Organizations may deploy more than one production Active Directory forests for a variety of business or technical reasons. Often, additional Active Directory forests are deployed well after the production forest has been deployed. In some cases, this occurs years later.
Active Directory was released nearly a decade ago. Over the years, organizations have undoubtedly made numerous schema modifications to their production forest. Identifying these schema modifications to the forest is a challenging task. It's even more difficult to ensure that the schema modifications that were previously made to the production forest are made in new testing forests in a consistent manner.
In this article, I focus on a scenario in which you are deploying a new user acceptance testing ( UAT ) Active Directory forest that will be used by end users to test applications that leverage Active Directory for authentication and authorization.
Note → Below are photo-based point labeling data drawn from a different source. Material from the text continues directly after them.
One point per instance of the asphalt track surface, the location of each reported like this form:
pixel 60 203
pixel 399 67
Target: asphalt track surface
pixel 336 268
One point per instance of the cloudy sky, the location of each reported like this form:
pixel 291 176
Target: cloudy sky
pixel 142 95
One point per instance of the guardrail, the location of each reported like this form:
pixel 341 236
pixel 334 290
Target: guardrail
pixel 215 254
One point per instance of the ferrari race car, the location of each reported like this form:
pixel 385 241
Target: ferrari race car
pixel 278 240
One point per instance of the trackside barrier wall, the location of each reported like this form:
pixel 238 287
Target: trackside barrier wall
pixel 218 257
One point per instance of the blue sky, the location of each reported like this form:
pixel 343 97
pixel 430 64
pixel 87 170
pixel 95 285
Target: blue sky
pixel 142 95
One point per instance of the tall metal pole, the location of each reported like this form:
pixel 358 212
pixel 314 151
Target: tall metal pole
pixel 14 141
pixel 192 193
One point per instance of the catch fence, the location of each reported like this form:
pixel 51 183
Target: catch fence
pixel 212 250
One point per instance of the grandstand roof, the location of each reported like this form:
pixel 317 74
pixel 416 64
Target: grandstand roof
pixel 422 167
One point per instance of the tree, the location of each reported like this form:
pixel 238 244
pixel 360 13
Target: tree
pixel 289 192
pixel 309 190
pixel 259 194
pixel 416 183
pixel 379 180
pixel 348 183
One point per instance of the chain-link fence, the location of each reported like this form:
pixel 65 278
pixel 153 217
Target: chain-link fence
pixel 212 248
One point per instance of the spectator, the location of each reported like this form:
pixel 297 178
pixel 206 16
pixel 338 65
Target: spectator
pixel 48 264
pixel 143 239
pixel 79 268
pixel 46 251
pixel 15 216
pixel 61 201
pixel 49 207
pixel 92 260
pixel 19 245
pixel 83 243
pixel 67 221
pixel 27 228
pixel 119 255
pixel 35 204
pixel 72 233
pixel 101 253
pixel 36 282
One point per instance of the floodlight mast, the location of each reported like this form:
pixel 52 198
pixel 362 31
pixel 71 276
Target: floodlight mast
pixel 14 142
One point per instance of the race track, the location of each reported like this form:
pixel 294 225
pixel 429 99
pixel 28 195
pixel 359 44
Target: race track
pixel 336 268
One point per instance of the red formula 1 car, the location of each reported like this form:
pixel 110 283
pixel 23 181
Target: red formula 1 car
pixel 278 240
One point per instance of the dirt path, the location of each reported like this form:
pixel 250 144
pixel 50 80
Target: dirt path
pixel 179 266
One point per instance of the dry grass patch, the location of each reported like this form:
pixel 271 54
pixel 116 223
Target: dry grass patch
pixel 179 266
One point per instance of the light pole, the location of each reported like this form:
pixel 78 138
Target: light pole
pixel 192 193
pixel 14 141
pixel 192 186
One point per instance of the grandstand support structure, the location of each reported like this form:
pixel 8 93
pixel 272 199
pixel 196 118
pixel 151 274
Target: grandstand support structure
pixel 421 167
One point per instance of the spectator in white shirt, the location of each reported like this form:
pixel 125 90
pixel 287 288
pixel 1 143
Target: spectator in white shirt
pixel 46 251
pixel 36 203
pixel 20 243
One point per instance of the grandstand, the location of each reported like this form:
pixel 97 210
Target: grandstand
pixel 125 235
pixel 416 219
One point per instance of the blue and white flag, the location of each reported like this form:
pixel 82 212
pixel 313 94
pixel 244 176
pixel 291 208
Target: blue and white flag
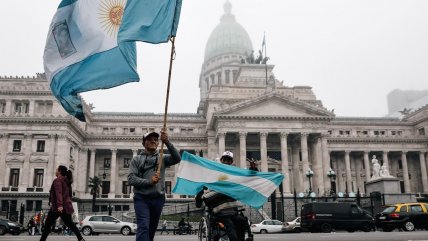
pixel 247 186
pixel 90 44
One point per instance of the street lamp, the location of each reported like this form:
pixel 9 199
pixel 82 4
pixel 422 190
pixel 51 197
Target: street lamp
pixel 310 174
pixel 332 175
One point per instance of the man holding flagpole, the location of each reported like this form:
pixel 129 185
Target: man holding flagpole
pixel 149 186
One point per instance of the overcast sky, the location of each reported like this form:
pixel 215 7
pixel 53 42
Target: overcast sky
pixel 352 53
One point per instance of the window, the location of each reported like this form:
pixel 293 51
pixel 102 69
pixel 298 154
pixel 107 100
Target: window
pixel 168 187
pixel 416 209
pixel 107 162
pixel 17 145
pixel 126 162
pixel 14 177
pixel 2 107
pixel 40 146
pixel 38 177
pixel 126 189
pixel 403 209
pixel 38 205
pixel 95 219
pixel 21 107
pixel 4 205
pixel 29 205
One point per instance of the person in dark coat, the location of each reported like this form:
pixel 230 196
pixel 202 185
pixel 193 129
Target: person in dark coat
pixel 60 202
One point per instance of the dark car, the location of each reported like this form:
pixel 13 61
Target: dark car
pixel 406 216
pixel 326 216
pixel 7 226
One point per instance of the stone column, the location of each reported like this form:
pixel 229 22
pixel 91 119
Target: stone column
pixel 51 163
pixel 348 172
pixel 92 163
pixel 297 175
pixel 3 151
pixel 367 166
pixel 263 151
pixel 305 161
pixel 243 149
pixel 284 163
pixel 385 159
pixel 113 173
pixel 326 162
pixel 221 143
pixel 83 170
pixel 26 168
pixel 423 171
pixel 405 172
pixel 319 174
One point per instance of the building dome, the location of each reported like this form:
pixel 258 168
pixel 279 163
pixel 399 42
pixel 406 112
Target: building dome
pixel 228 37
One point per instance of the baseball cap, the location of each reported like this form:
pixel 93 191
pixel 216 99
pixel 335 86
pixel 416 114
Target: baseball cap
pixel 228 154
pixel 152 133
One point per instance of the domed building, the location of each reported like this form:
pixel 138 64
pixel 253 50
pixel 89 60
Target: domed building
pixel 243 108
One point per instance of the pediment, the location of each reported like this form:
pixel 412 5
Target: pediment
pixel 275 106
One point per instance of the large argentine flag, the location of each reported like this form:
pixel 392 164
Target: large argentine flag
pixel 249 187
pixel 90 44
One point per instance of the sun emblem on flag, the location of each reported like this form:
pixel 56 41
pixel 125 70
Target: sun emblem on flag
pixel 111 12
pixel 223 177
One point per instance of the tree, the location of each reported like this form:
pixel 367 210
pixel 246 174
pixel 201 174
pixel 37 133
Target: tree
pixel 95 186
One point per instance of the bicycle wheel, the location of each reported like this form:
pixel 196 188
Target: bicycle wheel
pixel 203 230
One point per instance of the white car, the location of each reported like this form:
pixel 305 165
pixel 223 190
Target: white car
pixel 267 226
pixel 106 224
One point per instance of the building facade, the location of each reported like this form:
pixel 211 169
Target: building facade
pixel 243 108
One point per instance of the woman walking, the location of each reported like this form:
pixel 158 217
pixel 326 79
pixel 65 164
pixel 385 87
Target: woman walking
pixel 60 202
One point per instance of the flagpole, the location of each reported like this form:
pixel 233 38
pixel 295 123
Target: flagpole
pixel 166 104
pixel 264 41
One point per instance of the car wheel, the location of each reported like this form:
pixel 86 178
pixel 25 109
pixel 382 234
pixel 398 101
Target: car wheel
pixel 125 231
pixel 366 227
pixel 325 228
pixel 86 231
pixel 2 230
pixel 387 229
pixel 409 226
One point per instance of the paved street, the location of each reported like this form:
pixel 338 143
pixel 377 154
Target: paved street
pixel 340 236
Five custom attributes exist in your production Active Directory schema, and you need to ensure that the schema from the source production forest is consistent with the new target UAT forest.
There are a number of scenarios, however, in which you can use the process I discuss in this article to streamline the management of multiple schemas. There are also scenarios in which this process is not recommended and is not supported. For more on this, see the sidebar "The Flexibility of Schema Synchronization and Comparison."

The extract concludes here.